N2 (g) + 3H2 (g) → 2NH3 (g)ΔH = -92.6 Calculate ΔH (in kJ) for the decomposition of 30.5 g NH3 (g) into N2 (g) and H2 (g)
For the reverse reaction, DH = +92.6 (what), is it kJ? If so, then
92.6 kJ x (30.5g/34.0g) = ?
To calculate the enthalpy change (ΔH) for the decomposition of NH3 into N2 and H2, you can use the given enthalpy change for the reaction and the stoichiometry of the balanced equation.
Given: ΔH = -92.6 kJ (from the balanced equation)
Step 1: Determine the molar mass of NH3.
The molar mass of NH3 is calculated by summing the atomic masses of its constituent elements.
Molar mass of N = 14.007 g/mol
Molar mass of H = 1.008 g/mol
Molar mass of NH3 = 14.007 + (3 * 1.008) = 17.031 g/mol
Step 2: Calculate the number of moles of NH3.

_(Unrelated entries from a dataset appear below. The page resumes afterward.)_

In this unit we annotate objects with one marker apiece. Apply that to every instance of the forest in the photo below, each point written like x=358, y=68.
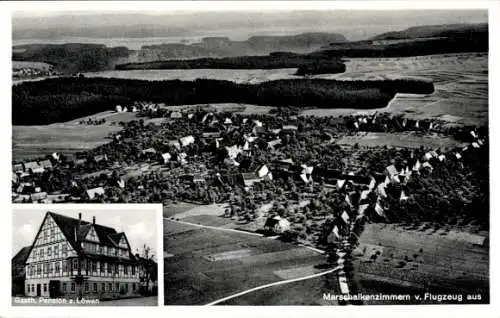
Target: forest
x=417, y=47
x=63, y=99
x=71, y=57
x=272, y=61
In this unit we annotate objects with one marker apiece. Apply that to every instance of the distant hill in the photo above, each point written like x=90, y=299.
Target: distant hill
x=225, y=47
x=415, y=41
x=72, y=57
x=121, y=31
x=429, y=31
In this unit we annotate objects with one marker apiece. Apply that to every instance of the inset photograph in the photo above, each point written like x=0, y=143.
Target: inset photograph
x=103, y=255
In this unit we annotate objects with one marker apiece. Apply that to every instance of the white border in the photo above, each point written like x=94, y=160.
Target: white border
x=6, y=9
x=21, y=311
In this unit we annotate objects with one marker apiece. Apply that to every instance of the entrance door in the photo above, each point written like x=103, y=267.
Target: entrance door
x=54, y=288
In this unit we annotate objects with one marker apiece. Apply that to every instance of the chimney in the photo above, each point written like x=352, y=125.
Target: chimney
x=77, y=229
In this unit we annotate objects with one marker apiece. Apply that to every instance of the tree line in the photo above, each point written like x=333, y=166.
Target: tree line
x=63, y=99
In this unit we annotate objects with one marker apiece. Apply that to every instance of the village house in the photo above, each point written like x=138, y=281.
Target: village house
x=93, y=193
x=75, y=258
x=100, y=158
x=148, y=151
x=33, y=167
x=211, y=133
x=185, y=141
x=46, y=164
x=18, y=271
x=38, y=197
x=175, y=115
x=277, y=224
x=18, y=168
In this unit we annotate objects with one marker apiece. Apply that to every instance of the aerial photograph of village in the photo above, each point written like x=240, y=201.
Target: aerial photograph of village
x=84, y=257
x=302, y=157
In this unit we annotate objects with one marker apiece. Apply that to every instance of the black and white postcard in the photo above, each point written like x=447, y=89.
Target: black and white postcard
x=328, y=154
x=85, y=255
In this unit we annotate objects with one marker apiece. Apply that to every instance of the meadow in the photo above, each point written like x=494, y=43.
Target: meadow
x=415, y=261
x=193, y=278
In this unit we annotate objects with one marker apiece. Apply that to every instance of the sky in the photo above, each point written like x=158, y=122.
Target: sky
x=139, y=225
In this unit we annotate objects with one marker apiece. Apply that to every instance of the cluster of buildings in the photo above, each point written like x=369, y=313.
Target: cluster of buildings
x=31, y=72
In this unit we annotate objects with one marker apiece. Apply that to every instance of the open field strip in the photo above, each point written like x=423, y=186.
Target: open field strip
x=273, y=284
x=215, y=227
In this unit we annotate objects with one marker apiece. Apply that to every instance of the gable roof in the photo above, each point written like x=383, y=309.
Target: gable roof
x=93, y=192
x=21, y=256
x=69, y=226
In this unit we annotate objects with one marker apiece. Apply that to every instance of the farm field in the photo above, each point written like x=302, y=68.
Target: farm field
x=406, y=140
x=461, y=84
x=237, y=76
x=69, y=137
x=209, y=264
x=292, y=294
x=460, y=81
x=409, y=262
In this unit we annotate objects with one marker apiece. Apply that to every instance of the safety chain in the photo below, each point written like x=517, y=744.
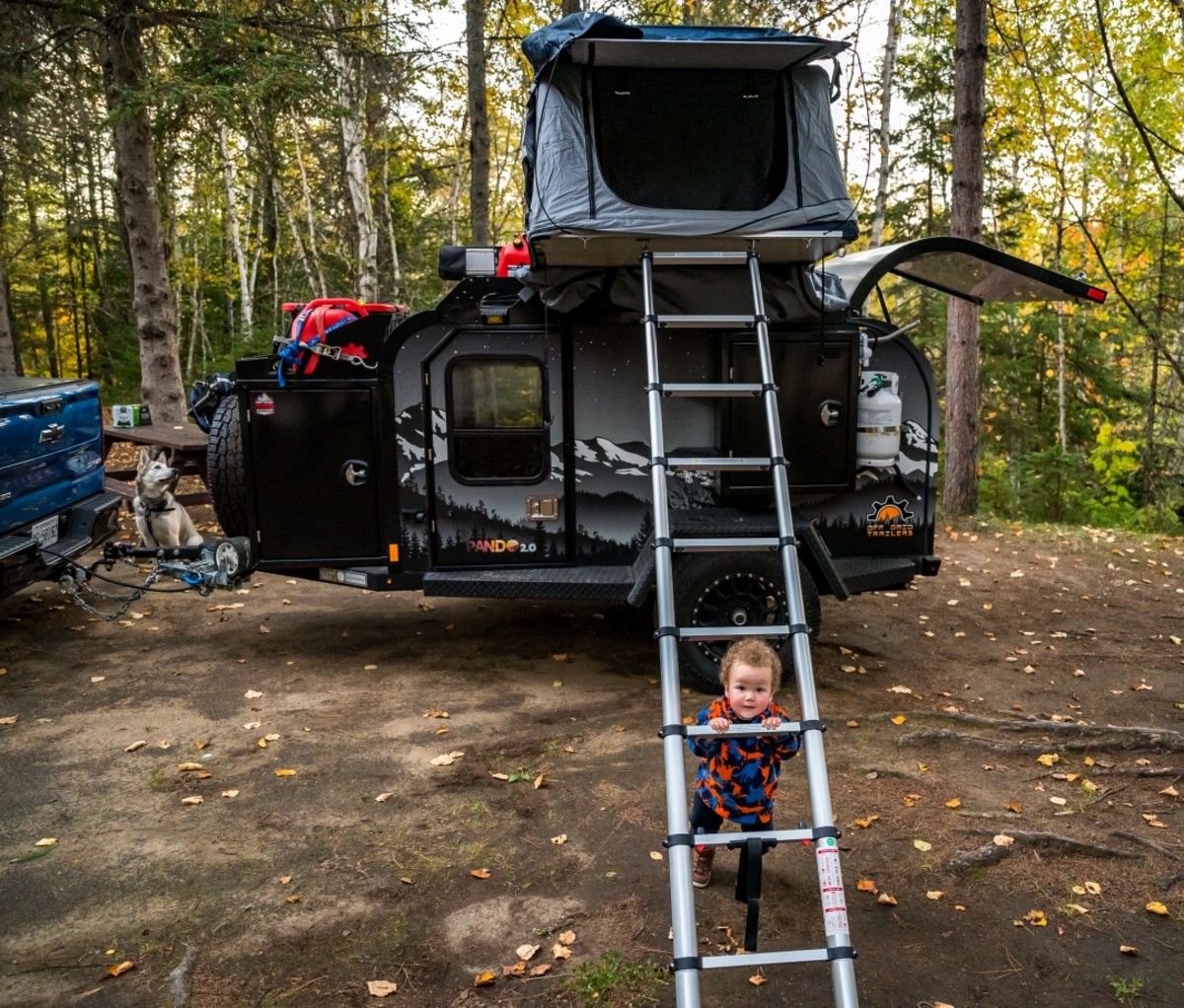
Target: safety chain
x=71, y=587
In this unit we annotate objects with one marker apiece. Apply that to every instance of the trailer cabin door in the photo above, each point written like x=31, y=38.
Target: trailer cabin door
x=496, y=496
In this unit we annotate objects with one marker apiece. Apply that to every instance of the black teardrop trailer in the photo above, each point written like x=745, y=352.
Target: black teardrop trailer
x=496, y=446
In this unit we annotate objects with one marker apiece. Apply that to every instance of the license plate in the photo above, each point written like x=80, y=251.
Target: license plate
x=45, y=533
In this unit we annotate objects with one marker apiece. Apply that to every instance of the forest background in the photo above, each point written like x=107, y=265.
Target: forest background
x=170, y=177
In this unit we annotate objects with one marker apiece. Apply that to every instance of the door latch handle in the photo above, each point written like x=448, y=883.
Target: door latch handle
x=356, y=472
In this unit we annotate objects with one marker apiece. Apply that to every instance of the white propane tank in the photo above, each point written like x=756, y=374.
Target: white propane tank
x=877, y=421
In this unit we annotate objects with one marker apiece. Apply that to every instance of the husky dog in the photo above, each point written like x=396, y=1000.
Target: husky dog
x=160, y=520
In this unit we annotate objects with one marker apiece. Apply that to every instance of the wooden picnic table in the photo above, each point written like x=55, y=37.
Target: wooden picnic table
x=186, y=444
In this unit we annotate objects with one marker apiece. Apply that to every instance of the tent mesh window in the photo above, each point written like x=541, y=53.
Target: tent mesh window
x=702, y=140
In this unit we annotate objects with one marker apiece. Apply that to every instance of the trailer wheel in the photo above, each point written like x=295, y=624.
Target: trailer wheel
x=226, y=469
x=236, y=555
x=734, y=591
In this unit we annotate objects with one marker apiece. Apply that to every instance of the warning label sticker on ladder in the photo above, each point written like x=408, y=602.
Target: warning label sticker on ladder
x=830, y=883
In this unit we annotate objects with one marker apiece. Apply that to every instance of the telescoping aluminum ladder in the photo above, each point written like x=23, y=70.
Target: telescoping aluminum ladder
x=687, y=959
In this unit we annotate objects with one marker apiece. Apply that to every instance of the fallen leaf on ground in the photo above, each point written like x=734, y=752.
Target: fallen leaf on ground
x=380, y=988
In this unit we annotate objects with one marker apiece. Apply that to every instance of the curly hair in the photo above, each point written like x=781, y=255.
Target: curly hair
x=755, y=652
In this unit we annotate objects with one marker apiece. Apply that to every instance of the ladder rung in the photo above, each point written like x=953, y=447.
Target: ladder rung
x=704, y=321
x=698, y=258
x=779, y=835
x=710, y=389
x=729, y=464
x=786, y=728
x=728, y=633
x=767, y=959
x=731, y=544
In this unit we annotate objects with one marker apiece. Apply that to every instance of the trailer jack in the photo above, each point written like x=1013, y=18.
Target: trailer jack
x=216, y=563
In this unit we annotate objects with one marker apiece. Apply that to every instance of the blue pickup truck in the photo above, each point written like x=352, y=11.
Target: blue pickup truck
x=52, y=503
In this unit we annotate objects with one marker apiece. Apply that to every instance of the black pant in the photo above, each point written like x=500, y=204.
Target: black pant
x=704, y=819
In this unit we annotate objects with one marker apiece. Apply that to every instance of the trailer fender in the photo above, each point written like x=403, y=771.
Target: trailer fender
x=812, y=553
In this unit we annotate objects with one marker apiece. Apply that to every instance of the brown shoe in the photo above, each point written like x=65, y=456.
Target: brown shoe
x=702, y=859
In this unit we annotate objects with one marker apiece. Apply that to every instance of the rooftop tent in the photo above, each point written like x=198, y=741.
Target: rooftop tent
x=708, y=135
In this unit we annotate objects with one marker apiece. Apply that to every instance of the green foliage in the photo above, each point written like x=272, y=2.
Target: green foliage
x=609, y=982
x=1125, y=990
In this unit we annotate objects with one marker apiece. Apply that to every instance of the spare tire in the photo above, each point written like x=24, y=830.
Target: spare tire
x=735, y=589
x=226, y=469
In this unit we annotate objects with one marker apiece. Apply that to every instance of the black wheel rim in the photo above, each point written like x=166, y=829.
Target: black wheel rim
x=738, y=600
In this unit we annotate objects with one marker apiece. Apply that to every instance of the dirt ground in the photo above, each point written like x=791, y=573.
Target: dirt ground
x=330, y=851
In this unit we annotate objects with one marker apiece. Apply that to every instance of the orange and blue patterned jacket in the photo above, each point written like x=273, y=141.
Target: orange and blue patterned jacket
x=738, y=774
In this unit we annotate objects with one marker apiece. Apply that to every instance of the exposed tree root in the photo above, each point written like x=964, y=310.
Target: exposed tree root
x=1167, y=882
x=1069, y=735
x=179, y=978
x=1084, y=737
x=1047, y=842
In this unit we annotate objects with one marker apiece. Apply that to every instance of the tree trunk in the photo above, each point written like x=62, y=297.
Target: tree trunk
x=960, y=491
x=135, y=170
x=7, y=348
x=886, y=82
x=246, y=288
x=353, y=138
x=479, y=120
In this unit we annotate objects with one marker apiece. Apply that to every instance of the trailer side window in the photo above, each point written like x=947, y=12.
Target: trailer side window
x=496, y=430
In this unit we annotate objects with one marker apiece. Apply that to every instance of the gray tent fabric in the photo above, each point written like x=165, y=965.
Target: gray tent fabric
x=644, y=147
x=681, y=132
x=791, y=292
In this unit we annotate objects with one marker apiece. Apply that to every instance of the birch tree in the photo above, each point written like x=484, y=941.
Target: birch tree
x=136, y=185
x=479, y=120
x=887, y=75
x=960, y=487
x=350, y=93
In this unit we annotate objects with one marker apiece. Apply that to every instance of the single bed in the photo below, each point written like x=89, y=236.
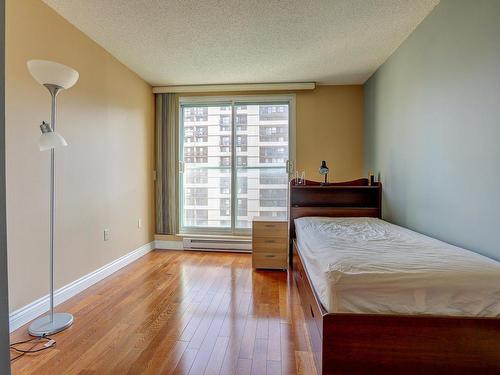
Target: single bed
x=380, y=298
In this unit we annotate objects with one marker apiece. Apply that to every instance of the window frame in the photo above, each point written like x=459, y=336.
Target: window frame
x=232, y=102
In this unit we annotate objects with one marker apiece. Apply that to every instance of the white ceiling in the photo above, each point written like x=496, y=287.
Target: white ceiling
x=169, y=42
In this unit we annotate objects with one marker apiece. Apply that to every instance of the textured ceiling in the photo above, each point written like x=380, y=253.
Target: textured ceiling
x=171, y=42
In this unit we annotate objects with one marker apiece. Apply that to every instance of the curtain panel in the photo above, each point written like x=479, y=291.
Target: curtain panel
x=166, y=164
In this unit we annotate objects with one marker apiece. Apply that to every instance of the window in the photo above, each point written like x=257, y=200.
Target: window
x=273, y=197
x=196, y=176
x=245, y=144
x=273, y=112
x=272, y=176
x=225, y=123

Number of moles = mass / molar mass
Number of moles of NH3 = 30.5 g / 17.031 g/mol
Step 3: Use the stoichiometric ratio to determine the number of moles of N2 and H2 produced.
From the balanced equation: N2 (g) + 3H2 (g) → 2NH3 (g)
The stoichiometric ratio for the decomposition of NH3 is 1:2:3 (1 mole of N2, 3 moles of H2, and 2 moles of NH3).
So, for every 2 moles of NH3 decomposed, 1 mole of N2 and 3 moles of H2 are produced.
Step 4: Calculate the number of moles of N2 and H2 produced.
Number of moles of N2 = (number of moles of NH3 / 2) * 1
Number of moles of H2 = (number of moles of NH3 / 2) * 3
Step 5: Calculate the enthalpy change for the decomposition of 30.5 g of NH3.
ΔH = (enthalpy change per mole) * (number of moles of NH3)
ΔH = -92.6 kJ/mol * (number of moles of NH3)
Substitute the value of the number of moles of NH3 calculated in Step 2 into the equation to get the final answer.
By following these steps, you can calculate the enthalpy change (ΔH) for the decomposition of 30.5 g of NH3 into N2 and H2.